Purbaya menjelaskan bahwa keputusan untuk merombak skema insentif ini diambil setelah adanya diskusi dan kajian mendalam. Ia menegaskan, “Kepala BGN Sudaryono sudah memastikan akan ada perubahan skema insentif SPPG Rp6 juta per hari.” Pernyataan ini disampaikan oleh Purbaya dalam sebuah kesempatan yang relevan, mengindikasikan adanya upaya untuk menyempurnakan sistem yang ada agar lebih efektif dan transparan.
Besaran insentif Rp6 juta per hari yang selama ini menjadi sorotan, kini akan ditinjau ulang mekanismenya. Perubahan ini tidak hanya menyangkut jumlahnya, tetapi lebih kepada bagaimana insentif tersebut dihitung, didistribusikan, dan diawasi. Tujuannya adalah untuk memastikan bahwa setiap pemberian insentif benar-benar tepat sasaran dan sesuai dengan kinerja serta kontribusi yang diberikan oleh para personel SPPG.

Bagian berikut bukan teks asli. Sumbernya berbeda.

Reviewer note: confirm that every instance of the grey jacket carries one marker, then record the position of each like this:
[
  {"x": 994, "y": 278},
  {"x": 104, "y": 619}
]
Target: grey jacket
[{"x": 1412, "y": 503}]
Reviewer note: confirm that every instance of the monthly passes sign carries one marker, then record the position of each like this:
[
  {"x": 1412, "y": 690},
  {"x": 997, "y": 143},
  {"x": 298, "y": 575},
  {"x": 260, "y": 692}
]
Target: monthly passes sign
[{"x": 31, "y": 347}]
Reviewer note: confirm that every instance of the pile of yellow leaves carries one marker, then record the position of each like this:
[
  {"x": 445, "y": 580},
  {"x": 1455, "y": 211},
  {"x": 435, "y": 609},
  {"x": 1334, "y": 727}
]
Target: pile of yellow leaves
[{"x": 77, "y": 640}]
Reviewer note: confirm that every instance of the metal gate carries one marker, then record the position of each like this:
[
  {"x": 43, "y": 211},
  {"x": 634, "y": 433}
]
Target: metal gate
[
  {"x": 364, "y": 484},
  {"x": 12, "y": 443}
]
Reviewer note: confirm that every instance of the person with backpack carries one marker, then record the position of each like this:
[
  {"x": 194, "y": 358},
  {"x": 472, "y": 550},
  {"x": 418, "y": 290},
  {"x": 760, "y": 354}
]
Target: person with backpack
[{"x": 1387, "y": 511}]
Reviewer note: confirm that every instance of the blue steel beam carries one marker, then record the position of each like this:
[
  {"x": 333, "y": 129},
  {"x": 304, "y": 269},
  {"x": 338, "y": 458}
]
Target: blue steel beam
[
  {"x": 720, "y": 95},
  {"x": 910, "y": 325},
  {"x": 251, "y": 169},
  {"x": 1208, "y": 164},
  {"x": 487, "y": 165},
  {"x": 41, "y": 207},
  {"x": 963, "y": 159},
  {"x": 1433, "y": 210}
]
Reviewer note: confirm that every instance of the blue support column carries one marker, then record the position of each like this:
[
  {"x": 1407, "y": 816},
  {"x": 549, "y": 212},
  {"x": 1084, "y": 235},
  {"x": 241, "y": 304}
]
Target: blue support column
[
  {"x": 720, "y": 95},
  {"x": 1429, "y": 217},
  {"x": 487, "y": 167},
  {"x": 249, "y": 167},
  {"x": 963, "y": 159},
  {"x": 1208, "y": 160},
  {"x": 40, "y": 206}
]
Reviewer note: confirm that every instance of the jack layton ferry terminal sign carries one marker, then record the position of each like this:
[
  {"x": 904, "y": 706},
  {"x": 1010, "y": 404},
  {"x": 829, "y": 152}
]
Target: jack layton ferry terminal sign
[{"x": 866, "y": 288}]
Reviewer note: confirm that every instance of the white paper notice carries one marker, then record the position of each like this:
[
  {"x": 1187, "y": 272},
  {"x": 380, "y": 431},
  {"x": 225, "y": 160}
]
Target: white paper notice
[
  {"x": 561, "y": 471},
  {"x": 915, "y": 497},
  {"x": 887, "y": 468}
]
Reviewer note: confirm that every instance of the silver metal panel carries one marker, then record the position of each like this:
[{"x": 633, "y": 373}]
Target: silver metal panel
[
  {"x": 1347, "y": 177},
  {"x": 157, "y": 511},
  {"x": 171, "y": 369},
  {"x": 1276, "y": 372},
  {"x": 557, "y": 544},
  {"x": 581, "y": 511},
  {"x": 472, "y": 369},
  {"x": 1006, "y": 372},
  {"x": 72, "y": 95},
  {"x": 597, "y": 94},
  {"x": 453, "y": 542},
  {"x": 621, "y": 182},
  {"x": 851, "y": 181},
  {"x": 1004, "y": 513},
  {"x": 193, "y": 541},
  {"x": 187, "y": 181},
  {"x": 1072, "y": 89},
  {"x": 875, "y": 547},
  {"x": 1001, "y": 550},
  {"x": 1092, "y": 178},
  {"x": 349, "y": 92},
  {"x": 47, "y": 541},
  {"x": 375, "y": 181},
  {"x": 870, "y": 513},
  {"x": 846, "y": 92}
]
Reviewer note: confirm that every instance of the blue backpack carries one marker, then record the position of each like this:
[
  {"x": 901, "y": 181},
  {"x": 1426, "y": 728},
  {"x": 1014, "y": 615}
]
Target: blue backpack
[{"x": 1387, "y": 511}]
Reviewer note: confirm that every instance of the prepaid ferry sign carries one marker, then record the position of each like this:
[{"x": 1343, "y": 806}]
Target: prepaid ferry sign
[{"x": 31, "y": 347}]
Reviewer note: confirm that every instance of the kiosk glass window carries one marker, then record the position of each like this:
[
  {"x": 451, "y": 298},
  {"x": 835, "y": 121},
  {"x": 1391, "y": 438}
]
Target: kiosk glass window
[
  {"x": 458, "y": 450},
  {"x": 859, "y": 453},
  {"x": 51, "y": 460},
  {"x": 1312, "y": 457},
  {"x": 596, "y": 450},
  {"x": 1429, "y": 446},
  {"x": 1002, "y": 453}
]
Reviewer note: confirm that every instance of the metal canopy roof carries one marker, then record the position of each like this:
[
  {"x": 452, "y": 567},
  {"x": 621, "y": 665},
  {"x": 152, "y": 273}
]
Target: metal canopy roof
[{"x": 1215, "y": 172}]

Meskipun rincian detail mengenai perubahan skema insentif tersebut belum sepenuhnya diungkapkan, penegasan dari Menteri Keuangan dan Kepala BGN memberikan sinyal positif bagi para pihak yang terlibat. Diharapkan, reformulasi skema insentif ini akan membawa dampak positif, seperti peningkatan motivasi kerja, efisiensi anggaran, dan pada akhirnya, peningkatan kualitas pengawasan pertambangan geologi di Indonesia. Perkembangan lebih lanjut mengenai skema baru ini akan terus dipantau dan diinformasikan.